40. Don’t assume residents don’t want to be paid for referrals. Give them the option of a charitable donation in their name, just in case, but make sure you have a formal referral program in place and promote it often. Don’t miss out on the window for the best and most referrals ─ right after a resident moves to your community.
39. Be a student. The more you know, the better service you can provide, and being of service is a big part of relationship selling. Of course, know your community and product, but also seek opportunities to learn more about the senior audience, the issues individuals face as they age and other options they have, such as other communities or in-home help.
38. Create opportunities on your website to convert visitors to leads. Drive inquiries or e-mail registrations with offers such as “How To’s,” FAQs, tips, newsletters, videos, articles, etc.
37. Strive for consistency in marketing materials. Everything you do is a reflection of your community and your brand. The look, feel and message of all your marketing should be similar. Even the look and attitude of your staff and the presentations you give should have a similar feel. It may get stale to you (because you’re looking at it all the time), but to a prospect, changing logos, colors, typefaces and tones is confusing and decreases the brand’s impact overall.
36. Always market as a community. As the marketing staff, remind everyone that you’re always marketing. Something as simple as the freshness of the cookies served to the women’s group you’re hosting at the community may lead to a positive or negative comment to your next best prospect. Your reputation is built through the collective experience of everyone who comes in contact with your community.
35. Offer training for various positions that may come in direct contact with prospective residents. Educate your entire staff on your core benefits through orientation, staff meetings, marketing updates and new service announcements.
34. Coordinate marketing and resident lifestyle activities. When planning events, don’t forget to look at what events are already happening at your community for residents. Perhaps open up an event to the public or schedule a repeat event/speaker for another day that’s open to the public.
33. Don’t over-think it. Sometimes the best solutions are the tried-and-true methods. For example, Lunch and Learns or direct mail.
32. Utilize Google/Yahoo! business directories ─ they’re free. Local business listings are gaining more prominence on the search results page. You can access your community’s profile through Google’s Business Solutions. The ranking is based on proximity, relevance and profile activity.

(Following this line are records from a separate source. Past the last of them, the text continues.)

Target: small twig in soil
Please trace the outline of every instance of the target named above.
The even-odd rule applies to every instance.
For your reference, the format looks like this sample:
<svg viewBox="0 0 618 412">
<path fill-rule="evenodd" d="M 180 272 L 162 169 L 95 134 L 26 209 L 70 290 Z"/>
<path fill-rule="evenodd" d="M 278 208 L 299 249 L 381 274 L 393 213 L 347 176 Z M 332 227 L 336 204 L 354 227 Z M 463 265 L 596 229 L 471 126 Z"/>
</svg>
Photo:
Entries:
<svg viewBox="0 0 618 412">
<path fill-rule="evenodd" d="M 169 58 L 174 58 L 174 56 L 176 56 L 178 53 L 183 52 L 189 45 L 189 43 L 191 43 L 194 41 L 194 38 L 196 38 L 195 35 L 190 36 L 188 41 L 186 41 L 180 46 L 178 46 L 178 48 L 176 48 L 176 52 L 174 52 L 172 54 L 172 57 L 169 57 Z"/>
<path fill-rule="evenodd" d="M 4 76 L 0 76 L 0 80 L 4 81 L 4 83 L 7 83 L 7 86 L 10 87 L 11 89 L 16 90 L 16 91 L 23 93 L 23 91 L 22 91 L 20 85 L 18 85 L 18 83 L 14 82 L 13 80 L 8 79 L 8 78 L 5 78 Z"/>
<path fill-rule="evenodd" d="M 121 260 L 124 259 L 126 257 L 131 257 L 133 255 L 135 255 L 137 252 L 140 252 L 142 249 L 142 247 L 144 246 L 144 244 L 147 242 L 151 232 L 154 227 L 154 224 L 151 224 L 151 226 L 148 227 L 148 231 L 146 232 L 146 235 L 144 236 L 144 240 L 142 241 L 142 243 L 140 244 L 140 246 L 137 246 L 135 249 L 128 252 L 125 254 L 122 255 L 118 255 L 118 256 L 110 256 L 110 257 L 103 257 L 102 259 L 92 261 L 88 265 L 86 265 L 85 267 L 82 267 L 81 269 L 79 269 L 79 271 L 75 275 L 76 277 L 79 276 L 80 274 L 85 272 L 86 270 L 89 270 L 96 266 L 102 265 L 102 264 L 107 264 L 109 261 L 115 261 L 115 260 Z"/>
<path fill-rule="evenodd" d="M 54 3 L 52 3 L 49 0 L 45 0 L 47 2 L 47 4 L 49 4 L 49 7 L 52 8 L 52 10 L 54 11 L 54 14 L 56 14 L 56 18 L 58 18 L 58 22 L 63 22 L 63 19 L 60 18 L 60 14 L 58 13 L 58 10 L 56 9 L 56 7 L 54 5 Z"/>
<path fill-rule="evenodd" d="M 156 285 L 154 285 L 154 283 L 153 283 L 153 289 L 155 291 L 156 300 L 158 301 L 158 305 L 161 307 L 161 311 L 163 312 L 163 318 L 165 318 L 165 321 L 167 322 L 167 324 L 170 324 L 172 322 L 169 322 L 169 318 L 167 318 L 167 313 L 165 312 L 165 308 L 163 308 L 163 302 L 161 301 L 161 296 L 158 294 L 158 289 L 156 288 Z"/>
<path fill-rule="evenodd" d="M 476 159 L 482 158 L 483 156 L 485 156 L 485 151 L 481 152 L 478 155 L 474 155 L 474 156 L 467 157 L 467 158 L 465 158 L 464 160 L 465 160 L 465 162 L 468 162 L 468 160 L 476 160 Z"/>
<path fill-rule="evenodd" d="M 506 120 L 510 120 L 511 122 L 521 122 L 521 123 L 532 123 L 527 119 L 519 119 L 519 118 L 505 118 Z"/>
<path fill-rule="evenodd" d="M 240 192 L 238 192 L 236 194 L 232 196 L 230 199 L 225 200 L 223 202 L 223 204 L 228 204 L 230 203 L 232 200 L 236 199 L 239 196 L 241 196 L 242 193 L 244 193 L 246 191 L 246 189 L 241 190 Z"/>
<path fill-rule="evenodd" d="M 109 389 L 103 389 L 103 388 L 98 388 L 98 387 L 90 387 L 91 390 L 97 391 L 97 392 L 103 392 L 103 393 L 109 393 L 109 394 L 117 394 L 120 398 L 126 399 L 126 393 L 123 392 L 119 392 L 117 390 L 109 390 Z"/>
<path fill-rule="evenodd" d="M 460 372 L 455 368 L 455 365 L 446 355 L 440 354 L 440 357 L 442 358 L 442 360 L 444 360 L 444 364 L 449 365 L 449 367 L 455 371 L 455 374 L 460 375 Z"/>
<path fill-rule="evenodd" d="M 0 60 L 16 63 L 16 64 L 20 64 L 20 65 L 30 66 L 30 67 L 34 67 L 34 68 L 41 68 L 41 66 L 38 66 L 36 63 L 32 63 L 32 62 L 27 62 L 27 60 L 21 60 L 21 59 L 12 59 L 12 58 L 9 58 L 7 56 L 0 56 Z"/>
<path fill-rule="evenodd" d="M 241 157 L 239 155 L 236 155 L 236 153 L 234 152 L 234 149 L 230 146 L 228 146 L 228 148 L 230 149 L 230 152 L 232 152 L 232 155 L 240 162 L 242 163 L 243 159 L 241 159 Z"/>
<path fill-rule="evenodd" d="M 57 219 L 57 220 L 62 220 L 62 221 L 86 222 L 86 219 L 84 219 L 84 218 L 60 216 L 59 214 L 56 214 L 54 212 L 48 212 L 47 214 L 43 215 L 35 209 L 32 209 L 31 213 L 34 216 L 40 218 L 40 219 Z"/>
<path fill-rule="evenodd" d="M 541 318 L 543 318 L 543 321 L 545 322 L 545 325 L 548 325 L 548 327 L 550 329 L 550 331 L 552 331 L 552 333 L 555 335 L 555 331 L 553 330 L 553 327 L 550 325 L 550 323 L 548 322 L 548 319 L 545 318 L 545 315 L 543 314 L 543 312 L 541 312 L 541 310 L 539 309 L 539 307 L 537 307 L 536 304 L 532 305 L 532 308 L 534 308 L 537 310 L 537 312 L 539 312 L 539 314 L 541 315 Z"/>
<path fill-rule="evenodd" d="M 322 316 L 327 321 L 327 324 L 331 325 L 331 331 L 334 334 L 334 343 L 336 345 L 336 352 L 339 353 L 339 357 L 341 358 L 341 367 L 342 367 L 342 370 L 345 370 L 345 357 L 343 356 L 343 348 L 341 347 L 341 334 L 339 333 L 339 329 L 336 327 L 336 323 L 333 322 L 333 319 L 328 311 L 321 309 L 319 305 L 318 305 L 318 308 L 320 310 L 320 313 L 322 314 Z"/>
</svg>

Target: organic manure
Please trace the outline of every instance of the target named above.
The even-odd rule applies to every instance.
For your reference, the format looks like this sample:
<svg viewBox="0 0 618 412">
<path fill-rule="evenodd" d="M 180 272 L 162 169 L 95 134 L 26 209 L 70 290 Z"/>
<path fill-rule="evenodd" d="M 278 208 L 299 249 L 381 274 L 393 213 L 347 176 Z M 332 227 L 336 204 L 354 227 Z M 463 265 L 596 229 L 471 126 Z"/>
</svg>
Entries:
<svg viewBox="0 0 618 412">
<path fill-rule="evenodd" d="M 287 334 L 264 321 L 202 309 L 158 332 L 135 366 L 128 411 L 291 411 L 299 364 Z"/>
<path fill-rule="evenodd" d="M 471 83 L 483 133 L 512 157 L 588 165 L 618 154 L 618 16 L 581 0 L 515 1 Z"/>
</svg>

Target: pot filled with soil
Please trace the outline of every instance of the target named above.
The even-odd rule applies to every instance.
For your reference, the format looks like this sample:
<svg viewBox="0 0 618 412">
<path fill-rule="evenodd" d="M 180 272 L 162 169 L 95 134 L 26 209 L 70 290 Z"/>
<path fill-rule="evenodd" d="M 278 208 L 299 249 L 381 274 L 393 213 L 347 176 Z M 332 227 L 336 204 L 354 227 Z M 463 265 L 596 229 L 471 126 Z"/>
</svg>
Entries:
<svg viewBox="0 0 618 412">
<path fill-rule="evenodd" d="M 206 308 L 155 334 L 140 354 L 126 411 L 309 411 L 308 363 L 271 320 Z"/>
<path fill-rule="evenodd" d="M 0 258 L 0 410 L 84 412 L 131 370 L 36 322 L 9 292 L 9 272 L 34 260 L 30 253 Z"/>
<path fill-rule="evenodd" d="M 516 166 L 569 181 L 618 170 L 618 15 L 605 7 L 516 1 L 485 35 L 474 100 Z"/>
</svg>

31. Know where your leads are coming from and allocate budget resources accordingly. Keep the best and then put some budget toward trying new things, still keeping careful track of response metrics, so you know what to repeat and what to change to keep the leads coming in.
30. Create a tour preparedness checklist. Start the day with a 15-minute “show ready” check. Scuffed or chipped paint makes an impression, and not a good one.
29. Be prepared for tours. Establish a tour committee, including marketing, administrative and operations. Tour at least once a month as a committee, so everyone is seeing the community through the same eyes.
28. Walk the walk. Nothing kills a bad product like good marketing. Make sure your operations meet the expectation set in your marketing materials. Do everything you can to excel, and then make sure that you promote all the positive activity at your community.
27. Find out about your residents’ social groups. Birds of a feather flock together.
26. Aggressively capture e-mail addresses. E-mail is becoming more and more prevalent these days as a way to communicate with leads (e-mail blasts, e-newsletters, event reminders, etc.). Ask everyone for their e-mail address and keep asking. Utilize an inexpensive, Web-based e-mail tool, such as Constant Contact, for e-mail marketing.
25. Keep your website fresh. Update photo galleries, testimonials, calendar of events, etc., so people see there is life at the community. This also tells search engines you’re alive and improves search results.
24. Think of a visit to your web site as being the same as a visit to your community. What is the visitor’s experience? Does it accurately represent the feeling and spirit of your community? Prospects, families, potential employees and even the local media are drawing conclusions about your community only from what they see on your site.
23. Capture information on the first call. Train everyone who answers the phone to always ask for the basic contact information and the reason for the call. Don’t risk losing a lead. Use call sheets, have event overflow dates identified and never say, “We’re already full.”
22. Never underestimate the power of a resident’s perspective. When giving a tour, get your residents involved. Invite them to lunch with your lead, or stop on tours to meet them and let them show off their home. Host events where residents answer the questions.
21. Answer the phone. A missed phone call is a missed sales opportunity.